Reputation: 345
Im developing an iPhone app that fetches tweets from twitter. I'm doing this through Json and everything is working fine. I'm looking to search each tweet and see if it contains a hashtag and then change the color of that specific tag.
For example : "This is a tweet #MYTWEET"
So I want "This is a tweet" to be one color and "#MYTWEET" to be a separate color. I know how to search for a hashtag but I can't seem to figure out how to change just the text following.
EDIT:
There is no specific hashtag either, so It needs to be able to change the color of any hashtag that appears.
Upvotes: 2
Views: 3663
Reputation: 4240
If you're using an UILabel
to display the string, you could use ActiveLabel.swift which is an UILabel
drop-in replacement supporting Hashtags (#), Mentions (@) and URLs (http://) written in Swift.
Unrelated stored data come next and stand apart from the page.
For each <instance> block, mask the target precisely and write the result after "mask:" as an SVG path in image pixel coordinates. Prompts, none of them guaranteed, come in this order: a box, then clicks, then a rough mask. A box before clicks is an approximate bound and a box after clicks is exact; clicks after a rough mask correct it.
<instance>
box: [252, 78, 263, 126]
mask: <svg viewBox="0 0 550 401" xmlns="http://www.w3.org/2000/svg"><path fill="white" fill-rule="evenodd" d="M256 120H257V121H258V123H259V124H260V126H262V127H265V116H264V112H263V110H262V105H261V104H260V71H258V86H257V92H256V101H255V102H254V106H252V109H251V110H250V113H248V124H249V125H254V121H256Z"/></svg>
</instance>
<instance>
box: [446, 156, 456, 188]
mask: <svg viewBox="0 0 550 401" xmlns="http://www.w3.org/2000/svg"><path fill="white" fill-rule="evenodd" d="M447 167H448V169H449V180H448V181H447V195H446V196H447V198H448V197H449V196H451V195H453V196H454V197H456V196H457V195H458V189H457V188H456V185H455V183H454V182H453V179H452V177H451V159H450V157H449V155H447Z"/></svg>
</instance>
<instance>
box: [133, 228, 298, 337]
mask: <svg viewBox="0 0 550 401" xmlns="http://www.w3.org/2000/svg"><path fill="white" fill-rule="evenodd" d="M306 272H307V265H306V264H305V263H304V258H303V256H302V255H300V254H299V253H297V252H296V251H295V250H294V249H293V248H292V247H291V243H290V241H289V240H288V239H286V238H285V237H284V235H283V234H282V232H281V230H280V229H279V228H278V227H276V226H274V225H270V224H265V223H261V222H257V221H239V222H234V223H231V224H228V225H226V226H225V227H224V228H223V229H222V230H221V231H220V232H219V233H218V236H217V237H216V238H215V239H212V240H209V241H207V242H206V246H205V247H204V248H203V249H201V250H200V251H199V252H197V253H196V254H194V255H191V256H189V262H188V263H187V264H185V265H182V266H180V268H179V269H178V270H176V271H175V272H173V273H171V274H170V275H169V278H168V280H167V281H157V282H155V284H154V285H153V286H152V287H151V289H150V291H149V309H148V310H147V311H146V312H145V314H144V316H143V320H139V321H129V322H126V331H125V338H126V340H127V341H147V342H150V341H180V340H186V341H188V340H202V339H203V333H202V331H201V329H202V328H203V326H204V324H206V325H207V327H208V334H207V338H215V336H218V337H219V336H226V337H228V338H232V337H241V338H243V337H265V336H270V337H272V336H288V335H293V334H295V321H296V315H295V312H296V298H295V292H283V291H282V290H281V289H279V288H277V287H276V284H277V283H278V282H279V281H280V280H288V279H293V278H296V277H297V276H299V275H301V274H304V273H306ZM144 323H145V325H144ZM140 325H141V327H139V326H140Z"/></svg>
Changing the color of usernames, hashtags and links is as simple as this:
label.textColor = .blackColor()
label.hashtagColor = .blueColor()
label.mentionColor = .greenColor()
label.URLColor = .redColor()
Disclaimer: I'm the author of the library.
Upvotes: 0
Reputation: 35686
NSString *tweet = @"This is a tweet #MYTWEET";
NSArray *words = [tweet componentsSeparatedByString:@" "];
NSMutableAttributedString *attrString = [[NSMutableAttributedString alloc] initWithString:tweet];
for (NSString *word in words) {
if ([word hasPrefix:@"#"]) {
// Colour your 'word' here
NSRange matchRange = [tweet rangeOfString:word];
[attrString addAttribute:kCTForegroundColorAttributeName
value:[UIColor redColor]
range:matchRange];
// Remember to import CoreText framework (the constant is defined there)
}
}
//Display your attributed string ...
Note: If you're wondering how to display the string, here is one nice open source project : https://github.com/AliSoftware/OHAttributedLabel
Upvotes: 11
Reputation: 5812
NSRange hashLocation = [tweetString rangeOfString:@"#MYTWEET"];
if (hashLocation.location == NSNotFound)
{
//do coloring stuff here
}
edit: I think you are looking to color a substring only. This is not possible in the current versions of iOS, but you can do so by creating a label for each color and placing them next to each other so that it reads like a single line of text.